Kneecap dislocations are more common in women soccer players than male soccer players. In this circumstance, usually the knee is close to being out straight and the kneecap pops to the outside and dislocates when one twists, turns, or pivots. Early placement of the kneecap back into position is important to ensure that one does not have any cartilage damage. A proper rehabilitation program is also important to try to maximize the chance that the kneecap will not dislocate again. In athletes where they have a deep groove on the end of their femur called a trochlear groove, which is more common in men than women, this deep groove will provide stability to the kneecap and often allow it to heal with a rehabilitation program to the point where the torn medial patellofemoral ligament on the inside of the knee will heal sufficiently that the kneecap will not dislocate again. Those athletes who are at a higher risk for having the kneecap dislocate again are those with a high riding kneecap or ones whose trochlea is flat, which means they do not have a lot of bony stability to hold the kneecap in place, and often the medial patellofemoral ligament tear will heal loose or not heal at all. In these circumstances, the kneecap is at risk for dislocating again and again, and every time it does it can knock off a piece of cartilage and cause osteoarthritis.

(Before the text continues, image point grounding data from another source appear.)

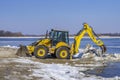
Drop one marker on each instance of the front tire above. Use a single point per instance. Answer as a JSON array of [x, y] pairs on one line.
[[63, 53], [41, 52]]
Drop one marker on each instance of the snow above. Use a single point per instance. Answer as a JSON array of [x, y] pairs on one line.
[[59, 71]]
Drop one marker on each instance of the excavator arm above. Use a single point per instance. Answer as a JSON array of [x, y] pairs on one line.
[[92, 35]]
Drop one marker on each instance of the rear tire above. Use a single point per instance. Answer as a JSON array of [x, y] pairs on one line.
[[63, 53], [41, 52]]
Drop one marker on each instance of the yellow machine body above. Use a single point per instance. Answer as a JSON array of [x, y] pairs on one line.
[[58, 43]]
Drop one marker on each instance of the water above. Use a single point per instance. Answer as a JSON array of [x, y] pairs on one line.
[[112, 44]]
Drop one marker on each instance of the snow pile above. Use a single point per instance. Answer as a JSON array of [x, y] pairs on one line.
[[58, 71]]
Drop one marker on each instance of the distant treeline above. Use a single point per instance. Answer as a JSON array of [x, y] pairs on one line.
[[19, 34], [10, 34]]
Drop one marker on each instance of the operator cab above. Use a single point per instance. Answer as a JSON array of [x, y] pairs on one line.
[[58, 36]]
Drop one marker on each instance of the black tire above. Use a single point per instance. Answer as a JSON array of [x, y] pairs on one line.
[[53, 55], [63, 53], [41, 52]]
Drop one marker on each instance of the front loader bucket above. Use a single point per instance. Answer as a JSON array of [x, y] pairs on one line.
[[22, 51]]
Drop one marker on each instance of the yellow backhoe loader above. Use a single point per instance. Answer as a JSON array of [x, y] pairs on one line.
[[58, 44]]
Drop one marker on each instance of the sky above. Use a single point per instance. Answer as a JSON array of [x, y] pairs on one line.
[[37, 16]]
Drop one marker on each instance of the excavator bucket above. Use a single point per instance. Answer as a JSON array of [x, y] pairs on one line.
[[103, 49], [22, 51]]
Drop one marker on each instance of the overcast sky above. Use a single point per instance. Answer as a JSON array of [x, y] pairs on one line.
[[37, 16]]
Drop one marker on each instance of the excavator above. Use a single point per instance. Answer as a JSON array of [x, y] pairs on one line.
[[57, 44]]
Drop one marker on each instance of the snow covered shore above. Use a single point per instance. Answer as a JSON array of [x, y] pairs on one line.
[[17, 68]]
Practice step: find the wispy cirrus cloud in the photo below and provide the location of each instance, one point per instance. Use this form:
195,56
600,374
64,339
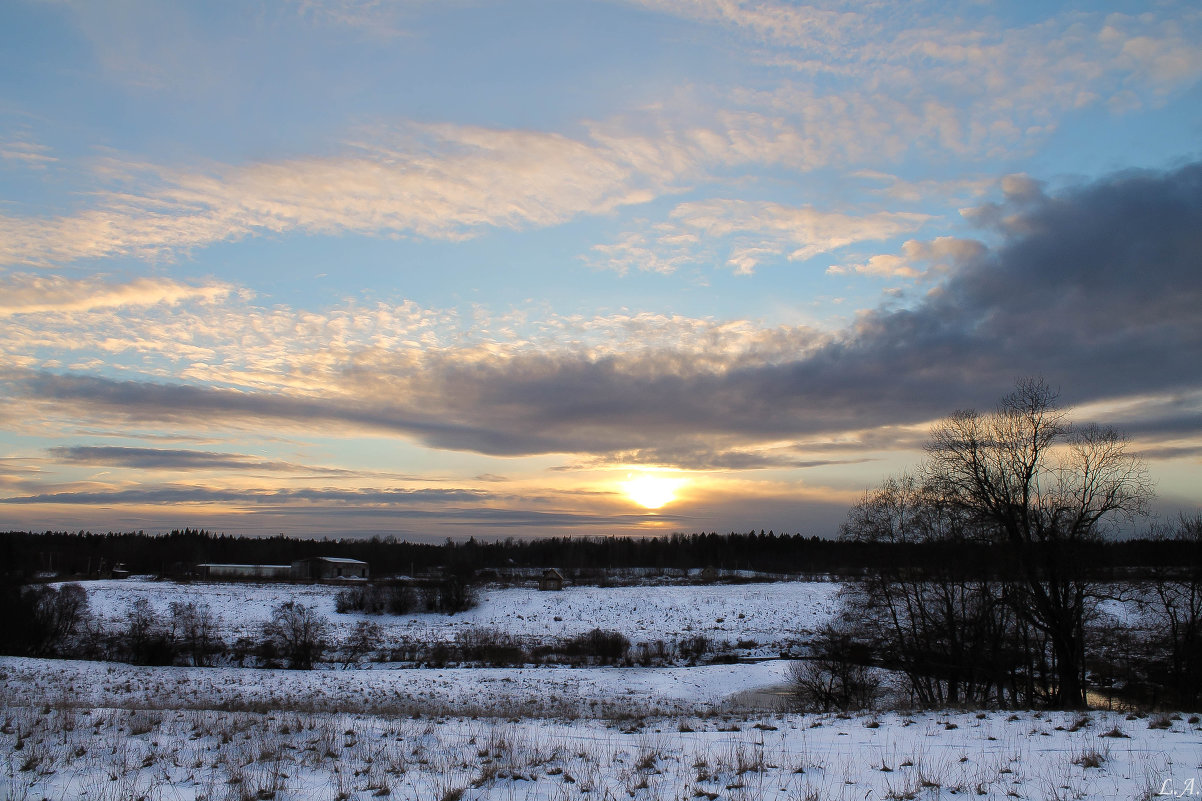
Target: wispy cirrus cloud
435,181
750,231
1071,268
25,294
178,460
25,153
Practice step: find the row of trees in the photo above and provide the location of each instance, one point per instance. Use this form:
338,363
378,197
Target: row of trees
1011,627
57,622
583,558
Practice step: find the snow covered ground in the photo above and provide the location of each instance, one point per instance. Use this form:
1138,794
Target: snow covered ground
55,742
499,692
774,616
113,731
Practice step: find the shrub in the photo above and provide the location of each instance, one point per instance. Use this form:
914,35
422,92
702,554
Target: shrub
297,633
834,678
147,641
376,599
194,629
604,645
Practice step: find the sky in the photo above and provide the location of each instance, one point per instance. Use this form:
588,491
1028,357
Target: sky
577,267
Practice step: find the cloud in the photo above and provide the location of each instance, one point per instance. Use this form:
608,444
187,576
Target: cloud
24,294
1095,288
434,181
918,259
173,494
755,231
23,153
153,458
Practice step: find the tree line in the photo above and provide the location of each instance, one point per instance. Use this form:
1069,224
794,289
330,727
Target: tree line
1030,628
24,555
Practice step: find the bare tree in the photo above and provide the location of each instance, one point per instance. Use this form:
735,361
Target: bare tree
1027,478
194,627
1172,605
944,626
297,633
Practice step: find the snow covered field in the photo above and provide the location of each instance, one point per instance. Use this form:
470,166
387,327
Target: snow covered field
774,616
55,749
115,733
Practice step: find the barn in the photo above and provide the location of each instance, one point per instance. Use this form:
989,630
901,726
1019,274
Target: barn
226,571
551,580
317,568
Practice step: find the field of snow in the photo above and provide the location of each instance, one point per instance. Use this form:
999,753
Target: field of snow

The usual treatment for a kneecap dislocation is physical therapy if it is the first time. Those patients who do require surgery include those who have knocked off a piece of bone and cartilage, have a fracture, or may have such poor bony anatomy to stabilize the kneecap that one would have a very high risk for having the kneecap dislocate again if it was not treated surgically. We do know in most of these circumstances that a reconstruction of the torn ligament, usually the medial patellofemoral ligament, is preferred over repair because reconstructions have a high success rate while repairs have about a 50% to 60% success rate.

When to Seek Treatment After Soccer Knee Injury

Knee injuries are unfortunately very common in soccer. This is particularly true for women athletes. If one has a knee injury where they feel a pop, where the knee feels unstable after the injury, or where one’s knee swells up right away, which most commonly means it fills with blood, one should be seen relatively quickly by a specialist to ensure that there is not a problem that should be fixed sooner rather than later. In most of these circumstances, surgery would be indicated to address the particular injury, and most often early surgical treatment is better for one’s joint health than delayed surgery whereby tissues can scar in a nonanatomic position, cartilage problems may be nonrepairable, and meniscus tears may occur due to an ACL tear or become not repairable because the knee is unstable and they get chewed up over time.